It’s no secret that Phoenix isn’t exactly known for its world-renowned culinary scene, though the area has a burgeoning collection of chefs and restaurants working hard to change that. But there is one man who has continuously stood above the rest: Chris Bianco. His first restaurant, Pizzeria Bianco, a quaint, rustic eatery in downtown Phoenix has been lauded for dishing out some of the best pizza in the country according to such aficionados as Oprah Winfrey and Martha Stewart. Landing a seat in that restaurant will require a long wait, but as the endless list on any given night proves, it’s more than well worth it. He also just announced his latest collaboration with Tartine Bakery on the upcoming Tartine Manufactory in Southern California, which will feature breads, pastries, coffee and two restaurants. It’s sure to keep him at the top of the eatery game on the West Coast.

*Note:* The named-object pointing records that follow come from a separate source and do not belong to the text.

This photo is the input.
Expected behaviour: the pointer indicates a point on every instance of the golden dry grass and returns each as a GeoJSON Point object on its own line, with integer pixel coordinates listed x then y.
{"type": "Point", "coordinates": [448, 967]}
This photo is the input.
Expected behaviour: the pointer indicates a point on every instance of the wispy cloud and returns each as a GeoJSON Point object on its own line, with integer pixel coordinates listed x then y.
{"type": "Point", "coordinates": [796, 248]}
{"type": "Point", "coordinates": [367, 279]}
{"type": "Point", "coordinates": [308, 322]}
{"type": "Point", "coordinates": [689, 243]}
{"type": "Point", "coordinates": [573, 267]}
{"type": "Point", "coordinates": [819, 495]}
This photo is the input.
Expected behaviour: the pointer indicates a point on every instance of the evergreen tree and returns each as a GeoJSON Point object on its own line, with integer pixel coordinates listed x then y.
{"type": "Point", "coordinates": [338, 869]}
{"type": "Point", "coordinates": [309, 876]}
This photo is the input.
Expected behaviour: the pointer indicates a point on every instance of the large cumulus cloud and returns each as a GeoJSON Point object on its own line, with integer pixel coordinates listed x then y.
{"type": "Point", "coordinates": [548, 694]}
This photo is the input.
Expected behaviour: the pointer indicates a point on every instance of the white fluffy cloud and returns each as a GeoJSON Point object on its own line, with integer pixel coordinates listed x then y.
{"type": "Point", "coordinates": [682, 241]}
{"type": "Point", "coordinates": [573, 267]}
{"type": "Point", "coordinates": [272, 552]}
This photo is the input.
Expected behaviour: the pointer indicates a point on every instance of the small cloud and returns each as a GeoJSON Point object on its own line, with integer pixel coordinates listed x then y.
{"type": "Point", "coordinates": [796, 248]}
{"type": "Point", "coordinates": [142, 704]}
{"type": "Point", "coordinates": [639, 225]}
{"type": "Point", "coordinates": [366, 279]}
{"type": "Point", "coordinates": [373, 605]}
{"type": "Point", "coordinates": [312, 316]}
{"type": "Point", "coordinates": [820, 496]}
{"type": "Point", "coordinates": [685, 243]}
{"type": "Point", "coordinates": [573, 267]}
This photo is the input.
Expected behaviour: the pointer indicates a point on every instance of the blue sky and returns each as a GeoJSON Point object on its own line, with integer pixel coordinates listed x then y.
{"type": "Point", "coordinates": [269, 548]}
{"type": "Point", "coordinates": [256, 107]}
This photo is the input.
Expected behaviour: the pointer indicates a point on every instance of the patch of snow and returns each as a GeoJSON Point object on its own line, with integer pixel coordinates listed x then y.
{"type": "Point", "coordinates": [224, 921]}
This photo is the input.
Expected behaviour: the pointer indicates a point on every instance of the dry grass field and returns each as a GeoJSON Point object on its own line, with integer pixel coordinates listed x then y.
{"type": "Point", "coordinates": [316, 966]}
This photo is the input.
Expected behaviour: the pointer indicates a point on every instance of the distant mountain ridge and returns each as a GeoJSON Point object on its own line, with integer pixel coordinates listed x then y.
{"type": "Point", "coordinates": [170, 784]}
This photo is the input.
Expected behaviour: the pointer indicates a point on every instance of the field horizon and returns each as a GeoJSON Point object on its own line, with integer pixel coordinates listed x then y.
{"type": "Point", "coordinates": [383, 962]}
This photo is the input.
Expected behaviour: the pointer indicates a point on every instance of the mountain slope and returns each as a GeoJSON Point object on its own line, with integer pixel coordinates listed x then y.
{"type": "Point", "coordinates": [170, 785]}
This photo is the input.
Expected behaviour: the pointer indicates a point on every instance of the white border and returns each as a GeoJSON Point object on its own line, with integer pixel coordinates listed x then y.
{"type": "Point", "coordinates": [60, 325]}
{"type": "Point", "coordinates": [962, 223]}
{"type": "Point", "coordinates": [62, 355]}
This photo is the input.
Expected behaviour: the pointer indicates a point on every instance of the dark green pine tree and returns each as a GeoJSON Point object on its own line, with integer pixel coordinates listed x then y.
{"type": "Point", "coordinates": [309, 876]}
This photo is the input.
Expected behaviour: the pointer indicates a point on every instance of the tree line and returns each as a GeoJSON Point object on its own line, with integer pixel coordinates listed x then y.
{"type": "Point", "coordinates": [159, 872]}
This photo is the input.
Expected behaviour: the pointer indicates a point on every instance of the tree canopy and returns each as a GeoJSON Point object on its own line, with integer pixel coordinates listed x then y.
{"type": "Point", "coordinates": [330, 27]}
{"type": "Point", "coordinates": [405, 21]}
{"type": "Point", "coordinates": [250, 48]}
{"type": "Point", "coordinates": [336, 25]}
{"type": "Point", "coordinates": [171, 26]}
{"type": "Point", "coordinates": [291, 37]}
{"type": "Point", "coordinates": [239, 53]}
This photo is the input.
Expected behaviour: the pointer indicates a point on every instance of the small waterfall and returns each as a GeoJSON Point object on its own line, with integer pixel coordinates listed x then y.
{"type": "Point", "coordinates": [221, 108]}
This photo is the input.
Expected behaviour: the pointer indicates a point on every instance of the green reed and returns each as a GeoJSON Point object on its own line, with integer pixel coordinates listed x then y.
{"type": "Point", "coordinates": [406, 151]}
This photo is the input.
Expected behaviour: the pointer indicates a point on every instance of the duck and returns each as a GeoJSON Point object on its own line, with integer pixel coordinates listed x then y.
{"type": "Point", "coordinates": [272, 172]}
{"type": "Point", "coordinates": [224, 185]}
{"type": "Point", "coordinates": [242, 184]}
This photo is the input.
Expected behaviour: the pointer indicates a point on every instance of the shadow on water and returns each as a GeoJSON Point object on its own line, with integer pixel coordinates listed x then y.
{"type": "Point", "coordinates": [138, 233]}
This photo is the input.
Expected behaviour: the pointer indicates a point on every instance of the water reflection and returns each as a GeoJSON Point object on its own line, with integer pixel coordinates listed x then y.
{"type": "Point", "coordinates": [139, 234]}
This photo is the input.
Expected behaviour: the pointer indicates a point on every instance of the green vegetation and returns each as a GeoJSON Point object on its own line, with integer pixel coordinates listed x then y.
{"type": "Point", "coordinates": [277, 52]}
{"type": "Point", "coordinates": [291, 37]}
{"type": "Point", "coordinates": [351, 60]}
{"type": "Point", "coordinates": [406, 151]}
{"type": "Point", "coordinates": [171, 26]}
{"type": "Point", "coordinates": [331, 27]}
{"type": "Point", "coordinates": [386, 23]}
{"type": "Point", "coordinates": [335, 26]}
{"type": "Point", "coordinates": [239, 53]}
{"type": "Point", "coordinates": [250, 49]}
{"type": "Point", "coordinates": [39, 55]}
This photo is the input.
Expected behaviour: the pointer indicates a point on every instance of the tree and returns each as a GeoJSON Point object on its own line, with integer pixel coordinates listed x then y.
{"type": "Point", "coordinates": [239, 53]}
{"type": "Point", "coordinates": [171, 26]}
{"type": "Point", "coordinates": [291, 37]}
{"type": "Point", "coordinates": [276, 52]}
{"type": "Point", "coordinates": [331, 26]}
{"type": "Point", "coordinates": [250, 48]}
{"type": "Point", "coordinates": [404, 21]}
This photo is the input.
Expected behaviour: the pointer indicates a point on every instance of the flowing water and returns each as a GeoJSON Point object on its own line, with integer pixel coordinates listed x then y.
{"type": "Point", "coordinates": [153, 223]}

Anyone who has had the pleasure of enjoying a meal by Chris Bianco can tell you that his food makes a lasting impression, and the success of his restaurants has a lot to do with the man himself. The love he puts into what he does is apparent, and his dedication to finding the best produce has always set him apart. “The concept of skin deep is the same with a tomato. You can be attracted to someone or something on the outside, but it’s what’s on the inside that really counts. It’s no different with food,” says Bianco. He takes this mentality to heart when he partners with local farmers for everything from baby greens to durum wheat. As a side note, he explained to me that due to Arizona’s terrain and arid nature, the state is actually the biggest exporter of durum to Italy, and the local farmers and millers grow some of the best product on the planet. This perfectly fits with his pizza-pasta empire.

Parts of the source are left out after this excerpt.